Il voto sull'anticorruzione, quello definitivo, è atteso per la serata del 1 aprile, quando in aula al Senato verrà esaminata anche la parte del provvedimento sul falso in bilancio. Intanto, il cammino del disegno di legge continua e arriva l'aumento delle pene per i mafiosi.

Il voto definitivo il 1 aprile - Dopo rimandi, attese, critiche sui tempi eccessivamente dilatati nonché su un Parlamento che per alcuni non è sembrato "convinto" nell'affrontare fino in fondo una seria lotta alla corruzione, mercoledì 1 aprile si potrebbe mettere un tassello definitivo all'impegno contro il malaffare con il voto finale del ddl (che poi però dovrà passare all'esame della Camera). I grillini, dopo le consultazioni on line, hanno deciso che voteranno no. E, nel giorno in cui il presidente del Senato, Piero Grasso, parla di "reti opache di relazioni che uniscono mafiosi e criminali a politici, imprenditori, professionisti, funzionari pubblici, avvinti dal disinteresse per il bene comune, dalla collusione e dalla corruzione", si aumentano le pene proprio per l'associazione mafiosa: i boss e i loro uomini rischieranno, grazie all'approvazione dell'articolo 4, fino a 26 anni di carcere.

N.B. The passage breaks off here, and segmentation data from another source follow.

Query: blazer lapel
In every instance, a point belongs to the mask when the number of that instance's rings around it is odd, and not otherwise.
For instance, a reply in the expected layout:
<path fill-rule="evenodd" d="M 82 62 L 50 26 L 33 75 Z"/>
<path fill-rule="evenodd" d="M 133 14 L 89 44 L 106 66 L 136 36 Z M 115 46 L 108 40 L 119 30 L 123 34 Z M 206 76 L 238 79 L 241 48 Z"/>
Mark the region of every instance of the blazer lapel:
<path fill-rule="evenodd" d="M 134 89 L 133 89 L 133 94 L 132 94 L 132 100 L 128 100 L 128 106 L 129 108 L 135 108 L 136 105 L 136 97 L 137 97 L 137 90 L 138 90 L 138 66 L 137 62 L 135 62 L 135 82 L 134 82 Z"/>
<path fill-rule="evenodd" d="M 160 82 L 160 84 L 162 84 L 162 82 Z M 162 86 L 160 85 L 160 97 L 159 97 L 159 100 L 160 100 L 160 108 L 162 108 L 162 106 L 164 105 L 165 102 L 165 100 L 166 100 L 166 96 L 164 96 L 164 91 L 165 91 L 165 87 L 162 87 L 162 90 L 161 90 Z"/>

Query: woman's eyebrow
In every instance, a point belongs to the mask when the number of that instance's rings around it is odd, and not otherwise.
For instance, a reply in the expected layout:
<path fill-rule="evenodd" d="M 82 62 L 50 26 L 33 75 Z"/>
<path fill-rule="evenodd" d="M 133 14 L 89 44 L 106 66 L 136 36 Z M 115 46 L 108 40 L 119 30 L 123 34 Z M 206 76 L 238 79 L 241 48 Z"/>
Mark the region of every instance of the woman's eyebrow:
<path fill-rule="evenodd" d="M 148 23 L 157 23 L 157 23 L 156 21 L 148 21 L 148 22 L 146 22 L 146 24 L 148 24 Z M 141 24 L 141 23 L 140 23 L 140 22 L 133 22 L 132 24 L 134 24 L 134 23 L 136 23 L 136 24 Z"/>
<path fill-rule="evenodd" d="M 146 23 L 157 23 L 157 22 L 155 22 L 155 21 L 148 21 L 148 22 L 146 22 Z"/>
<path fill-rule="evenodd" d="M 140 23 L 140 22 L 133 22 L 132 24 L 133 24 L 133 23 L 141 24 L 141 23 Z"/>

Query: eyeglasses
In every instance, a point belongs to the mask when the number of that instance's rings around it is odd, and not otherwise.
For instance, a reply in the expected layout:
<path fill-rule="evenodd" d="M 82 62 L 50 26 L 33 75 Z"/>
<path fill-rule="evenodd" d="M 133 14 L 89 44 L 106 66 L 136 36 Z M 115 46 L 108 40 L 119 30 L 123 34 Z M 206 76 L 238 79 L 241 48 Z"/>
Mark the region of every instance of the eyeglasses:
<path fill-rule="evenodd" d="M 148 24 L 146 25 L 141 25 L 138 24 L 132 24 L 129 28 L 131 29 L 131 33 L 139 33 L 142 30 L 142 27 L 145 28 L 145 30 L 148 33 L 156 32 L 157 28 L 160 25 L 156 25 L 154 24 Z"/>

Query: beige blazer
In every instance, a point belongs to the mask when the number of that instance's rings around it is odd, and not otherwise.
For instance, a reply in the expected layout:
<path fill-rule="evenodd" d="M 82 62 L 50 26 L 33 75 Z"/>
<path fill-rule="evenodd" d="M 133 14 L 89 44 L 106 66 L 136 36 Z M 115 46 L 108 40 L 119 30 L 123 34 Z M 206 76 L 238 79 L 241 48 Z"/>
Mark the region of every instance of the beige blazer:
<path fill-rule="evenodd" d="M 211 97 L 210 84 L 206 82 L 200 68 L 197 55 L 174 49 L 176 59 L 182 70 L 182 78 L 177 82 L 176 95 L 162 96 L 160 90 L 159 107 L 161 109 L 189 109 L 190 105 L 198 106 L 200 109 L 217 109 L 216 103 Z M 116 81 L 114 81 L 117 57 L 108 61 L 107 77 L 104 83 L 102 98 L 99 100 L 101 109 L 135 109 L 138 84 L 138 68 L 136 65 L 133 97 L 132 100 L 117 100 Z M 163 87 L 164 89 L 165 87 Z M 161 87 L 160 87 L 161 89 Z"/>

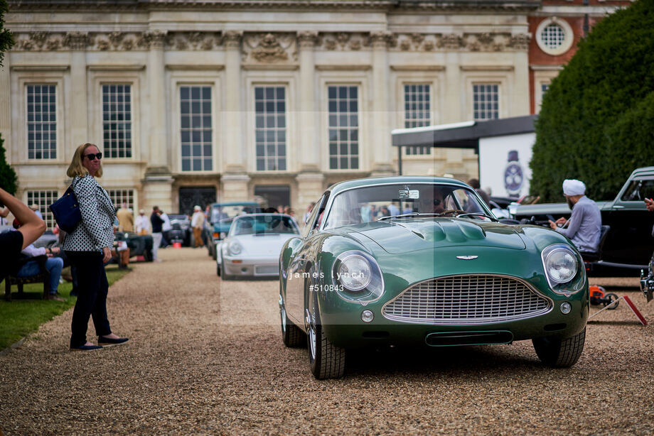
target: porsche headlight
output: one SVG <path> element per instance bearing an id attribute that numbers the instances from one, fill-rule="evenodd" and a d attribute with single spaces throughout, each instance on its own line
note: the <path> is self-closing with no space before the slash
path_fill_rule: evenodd
<path id="1" fill-rule="evenodd" d="M 348 290 L 361 290 L 370 284 L 372 278 L 370 263 L 358 254 L 349 256 L 341 261 L 338 278 Z"/>
<path id="2" fill-rule="evenodd" d="M 384 279 L 377 261 L 367 253 L 350 250 L 342 253 L 332 269 L 336 293 L 341 298 L 363 305 L 384 293 Z"/>
<path id="3" fill-rule="evenodd" d="M 541 256 L 545 276 L 552 290 L 557 290 L 559 285 L 569 283 L 577 276 L 579 261 L 569 246 L 562 244 L 551 245 L 543 250 Z"/>
<path id="4" fill-rule="evenodd" d="M 241 244 L 236 241 L 230 242 L 228 249 L 230 254 L 232 255 L 240 254 L 241 251 L 243 251 L 243 247 L 242 247 Z"/>

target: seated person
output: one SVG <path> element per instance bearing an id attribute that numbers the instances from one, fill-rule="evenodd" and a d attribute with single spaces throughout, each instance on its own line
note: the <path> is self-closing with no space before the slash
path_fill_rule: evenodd
<path id="1" fill-rule="evenodd" d="M 6 231 L 0 234 L 0 280 L 9 274 L 14 274 L 18 268 L 18 256 L 21 250 L 36 241 L 45 231 L 45 223 L 36 216 L 26 205 L 15 197 L 0 188 L 0 203 L 6 207 L 4 211 L 11 212 L 23 222 L 18 231 Z"/>
<path id="2" fill-rule="evenodd" d="M 421 196 L 418 207 L 418 212 L 421 214 L 440 214 L 445 212 L 445 200 L 443 192 L 439 190 L 434 190 L 434 197 L 425 195 Z"/>
<path id="3" fill-rule="evenodd" d="M 569 238 L 579 251 L 597 251 L 601 233 L 601 213 L 595 202 L 586 197 L 586 185 L 579 180 L 565 180 L 563 195 L 572 209 L 572 214 L 569 219 L 562 217 L 556 222 L 550 219 L 550 227 Z"/>
<path id="4" fill-rule="evenodd" d="M 21 223 L 17 219 L 14 220 L 14 227 L 18 229 Z M 59 288 L 59 279 L 61 278 L 61 270 L 63 268 L 63 259 L 60 257 L 55 257 L 59 254 L 60 249 L 57 247 L 53 249 L 46 249 L 41 247 L 37 249 L 33 244 L 31 244 L 25 247 L 21 252 L 23 255 L 29 257 L 45 255 L 48 260 L 45 261 L 45 269 L 50 273 L 50 295 L 45 297 L 46 300 L 56 300 L 63 301 L 63 298 L 57 296 L 57 290 Z M 29 261 L 18 270 L 16 277 L 31 277 L 41 274 L 41 266 L 36 261 Z"/>

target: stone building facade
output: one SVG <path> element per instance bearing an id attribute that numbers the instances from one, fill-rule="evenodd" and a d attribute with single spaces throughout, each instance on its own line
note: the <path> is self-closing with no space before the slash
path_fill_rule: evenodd
<path id="1" fill-rule="evenodd" d="M 10 0 L 0 133 L 43 212 L 92 142 L 117 205 L 301 212 L 394 174 L 393 129 L 533 113 L 569 54 L 543 62 L 532 35 L 580 1 Z M 470 151 L 404 153 L 404 174 L 477 174 Z"/>

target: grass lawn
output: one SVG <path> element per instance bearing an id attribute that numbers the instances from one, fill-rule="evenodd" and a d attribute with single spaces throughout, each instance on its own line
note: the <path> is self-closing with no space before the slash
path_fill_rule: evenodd
<path id="1" fill-rule="evenodd" d="M 127 274 L 129 271 L 119 270 L 115 266 L 106 268 L 109 285 Z M 71 297 L 73 283 L 64 282 L 59 285 L 60 297 L 65 301 L 41 300 L 43 283 L 24 285 L 23 289 L 34 300 L 19 300 L 12 295 L 11 302 L 4 300 L 4 282 L 0 283 L 0 350 L 38 329 L 41 324 L 61 315 L 75 305 L 75 297 Z M 11 287 L 13 293 L 18 287 Z"/>

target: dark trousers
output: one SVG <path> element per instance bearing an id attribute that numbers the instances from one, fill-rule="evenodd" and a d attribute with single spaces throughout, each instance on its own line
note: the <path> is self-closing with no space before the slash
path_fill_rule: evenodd
<path id="1" fill-rule="evenodd" d="M 67 251 L 70 264 L 77 270 L 77 301 L 73 311 L 70 347 L 86 343 L 89 317 L 93 317 L 95 333 L 104 336 L 112 332 L 107 319 L 107 293 L 109 282 L 100 253 Z"/>

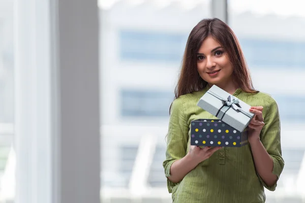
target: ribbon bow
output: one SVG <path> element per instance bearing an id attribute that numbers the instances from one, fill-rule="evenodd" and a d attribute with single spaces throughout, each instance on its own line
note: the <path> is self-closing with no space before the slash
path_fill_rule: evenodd
<path id="1" fill-rule="evenodd" d="M 239 100 L 238 100 L 238 98 L 234 97 L 232 95 L 229 95 L 228 97 L 228 98 L 227 99 L 227 100 L 222 99 L 221 100 L 222 101 L 223 104 L 224 105 L 229 106 L 231 106 L 235 110 L 237 109 L 238 109 L 238 108 L 236 108 L 235 106 L 240 108 L 240 105 L 239 105 Z"/>
<path id="2" fill-rule="evenodd" d="M 252 118 L 253 116 L 251 114 L 241 109 L 241 107 L 239 105 L 239 100 L 238 98 L 233 96 L 233 95 L 229 95 L 228 98 L 226 99 L 224 98 L 219 96 L 217 94 L 215 94 L 214 92 L 211 92 L 210 91 L 208 91 L 207 93 L 209 93 L 212 95 L 219 98 L 222 101 L 223 106 L 222 108 L 221 108 L 219 109 L 218 112 L 217 112 L 217 114 L 216 114 L 216 117 L 219 118 L 220 119 L 222 119 L 226 112 L 231 107 L 236 112 L 240 112 L 250 118 Z"/>

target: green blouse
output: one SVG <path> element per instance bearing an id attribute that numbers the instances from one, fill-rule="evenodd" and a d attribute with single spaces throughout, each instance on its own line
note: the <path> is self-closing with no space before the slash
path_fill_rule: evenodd
<path id="1" fill-rule="evenodd" d="M 170 176 L 171 164 L 184 157 L 190 147 L 191 121 L 198 119 L 217 119 L 197 106 L 209 89 L 184 95 L 175 99 L 171 109 L 167 141 L 166 158 L 163 162 L 165 176 Z M 238 89 L 233 94 L 251 106 L 264 107 L 265 125 L 261 142 L 273 162 L 272 173 L 278 180 L 284 168 L 281 147 L 281 124 L 278 105 L 268 94 L 249 94 Z M 175 203 L 264 202 L 264 187 L 270 191 L 256 173 L 251 146 L 223 147 L 200 163 L 179 183 L 167 179 L 167 187 Z"/>

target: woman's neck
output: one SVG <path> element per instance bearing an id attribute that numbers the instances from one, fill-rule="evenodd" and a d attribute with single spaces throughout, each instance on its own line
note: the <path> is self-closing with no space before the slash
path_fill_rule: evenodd
<path id="1" fill-rule="evenodd" d="M 208 85 L 210 87 L 211 87 L 214 84 L 208 83 Z M 234 94 L 235 91 L 236 91 L 236 89 L 240 87 L 237 84 L 233 81 L 232 81 L 232 82 L 226 83 L 223 84 L 215 84 L 215 85 L 231 94 Z"/>

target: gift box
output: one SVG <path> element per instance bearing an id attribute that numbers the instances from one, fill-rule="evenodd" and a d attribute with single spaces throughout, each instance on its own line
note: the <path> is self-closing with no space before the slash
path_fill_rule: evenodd
<path id="1" fill-rule="evenodd" d="M 248 128 L 240 132 L 220 119 L 198 119 L 191 122 L 191 145 L 240 147 L 248 143 Z"/>
<path id="2" fill-rule="evenodd" d="M 215 85 L 200 98 L 197 106 L 239 132 L 254 117 L 249 111 L 250 105 Z"/>

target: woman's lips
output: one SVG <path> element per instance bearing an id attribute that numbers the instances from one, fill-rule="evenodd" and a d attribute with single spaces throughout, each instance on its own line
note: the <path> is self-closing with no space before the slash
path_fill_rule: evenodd
<path id="1" fill-rule="evenodd" d="M 207 72 L 207 73 L 210 76 L 215 76 L 217 75 L 220 71 L 220 70 L 219 70 L 217 71 L 211 71 L 210 72 Z"/>

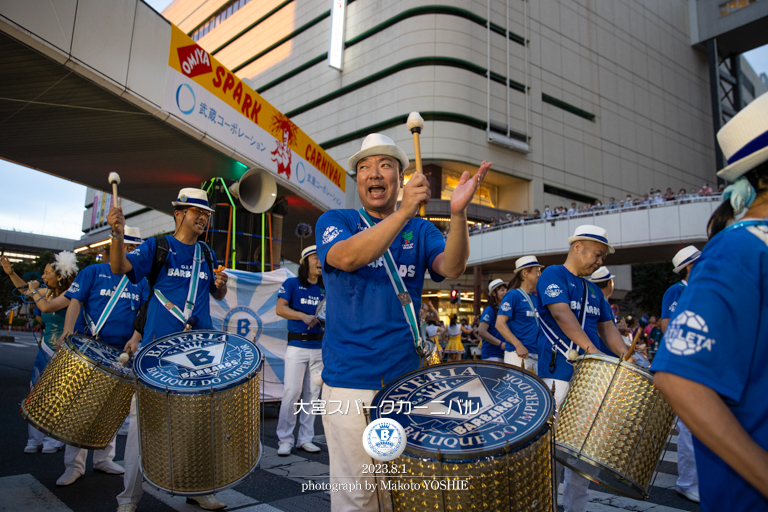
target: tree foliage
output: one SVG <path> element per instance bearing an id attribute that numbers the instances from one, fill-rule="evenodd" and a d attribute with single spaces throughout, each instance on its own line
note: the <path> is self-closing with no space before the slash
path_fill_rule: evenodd
<path id="1" fill-rule="evenodd" d="M 632 265 L 632 291 L 627 299 L 649 315 L 661 314 L 661 302 L 667 289 L 680 281 L 669 263 Z"/>

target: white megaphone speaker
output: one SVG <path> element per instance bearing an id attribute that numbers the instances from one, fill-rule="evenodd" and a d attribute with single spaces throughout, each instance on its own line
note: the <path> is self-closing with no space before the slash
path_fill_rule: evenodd
<path id="1" fill-rule="evenodd" d="M 264 213 L 275 204 L 277 183 L 269 171 L 254 167 L 245 171 L 240 181 L 229 186 L 229 193 L 240 199 L 240 204 L 249 212 Z"/>

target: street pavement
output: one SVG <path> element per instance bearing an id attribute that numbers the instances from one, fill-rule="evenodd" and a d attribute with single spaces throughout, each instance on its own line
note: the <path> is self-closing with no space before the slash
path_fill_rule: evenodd
<path id="1" fill-rule="evenodd" d="M 74 484 L 58 487 L 56 480 L 64 472 L 64 451 L 55 454 L 25 454 L 27 424 L 21 417 L 21 401 L 29 392 L 29 377 L 37 353 L 31 334 L 7 333 L 16 337 L 15 343 L 0 343 L 0 432 L 5 442 L 0 444 L 0 512 L 114 512 L 115 497 L 123 490 L 122 475 L 94 472 L 88 460 L 85 475 Z M 228 506 L 226 510 L 242 512 L 325 512 L 330 510 L 330 495 L 323 491 L 302 492 L 301 485 L 309 481 L 328 481 L 328 452 L 320 419 L 316 422 L 315 444 L 322 448 L 318 454 L 294 449 L 289 457 L 277 456 L 275 435 L 278 408 L 263 406 L 261 428 L 263 456 L 250 477 L 217 494 Z M 661 463 L 651 497 L 636 501 L 592 484 L 590 512 L 632 510 L 642 512 L 698 511 L 699 506 L 679 497 L 675 492 L 677 474 L 676 436 Z M 115 461 L 122 463 L 125 436 L 117 438 Z M 197 512 L 183 497 L 170 496 L 144 484 L 145 494 L 139 504 L 140 512 Z M 562 507 L 559 507 L 562 510 Z"/>

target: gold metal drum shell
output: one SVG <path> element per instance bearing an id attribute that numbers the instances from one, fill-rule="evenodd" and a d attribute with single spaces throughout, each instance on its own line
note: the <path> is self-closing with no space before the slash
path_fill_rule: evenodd
<path id="1" fill-rule="evenodd" d="M 593 481 L 647 498 L 675 413 L 653 387 L 650 373 L 618 363 L 586 356 L 577 364 L 558 417 L 558 459 L 570 467 L 568 456 L 596 466 L 612 478 Z"/>
<path id="2" fill-rule="evenodd" d="M 389 485 L 396 485 L 399 481 L 403 485 L 420 488 L 390 490 L 395 512 L 555 510 L 552 436 L 549 427 L 527 446 L 509 454 L 502 453 L 495 457 L 467 462 L 438 462 L 403 454 L 392 461 L 392 464 L 405 466 L 405 473 L 398 473 L 397 478 L 387 482 Z M 425 481 L 445 480 L 466 480 L 468 489 L 424 488 Z"/>
<path id="3" fill-rule="evenodd" d="M 141 469 L 149 483 L 183 496 L 236 485 L 258 464 L 259 378 L 201 394 L 137 383 Z"/>
<path id="4" fill-rule="evenodd" d="M 100 450 L 128 416 L 133 393 L 130 379 L 102 370 L 65 345 L 22 402 L 21 414 L 47 436 Z"/>

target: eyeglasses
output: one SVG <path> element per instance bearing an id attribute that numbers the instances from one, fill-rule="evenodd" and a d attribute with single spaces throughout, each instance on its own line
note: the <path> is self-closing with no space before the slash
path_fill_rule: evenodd
<path id="1" fill-rule="evenodd" d="M 206 219 L 211 218 L 211 212 L 208 210 L 201 210 L 200 208 L 195 208 L 194 206 L 190 206 L 187 208 L 190 212 L 195 212 L 199 217 L 205 217 Z"/>

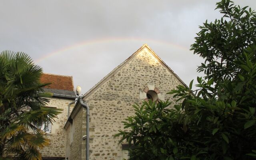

Lotta alla corruzione - Sì anche alla possibilità di poter ricorrere al patteggiamento e alla condizionale nei processi per i delitti contro la pubblica amministrazione, ma unicamente nel caso in cui ci sia stata la restituzione integrale del "maltolto". Ed ancora, con l'approvazione dell'articolo 6, è previsto l'obbligo per il Pm, quando esercita l'azione penale per i delitti contro la pubblica amministrazione, di informare il presidente dell'Autorità nazionale Anticorruzione. Passa l'esame dell'aula anche l'articolo 3 del disegno di legge, quello che stabilisce la riparazione pecuniaria: per i reati contro la pubblica amministrazione, in caso di condanna, il funzionario corrotto dovrà versare allo Stato una somma pari alla "mazzetta" ricevuta.
I tempi del ddl sono stati dettati anche dal decreto legge sulla Pubblica amministrazione, non ancora pronto per essere incardinato in aula prima del 2 aprile.

Il M5S voterà contro - Quel che è certo è che in Aula il M5S esprimerà voto contrario. La consultazione degli iscritti sul blog di Beppe Grillo non ha infatti lasciato spiragli visto che, su 27.124 iscritti certificati, si è espresso a favore il 19,7 % dei votanti mentre ha detto "no" l'80,3%. Mentre il deputato Toninelli ha salutato con favore la decisione della base ribadendo che "serve il Daspo per i politici corrotti e un vero falso in bilancio", in Senato parere diverso è stato espresso da Michele Giarrusso il quale aveva invitato gli attivisti M5s a votare sì alla consultazione on line. Certo, ammette Giarrusso, sarebbe stato meglio avere pene più severe, così come "mancano molte cose che ritenevamo necessarie", ma è vero che sono "meglio due passi avanti che nulla".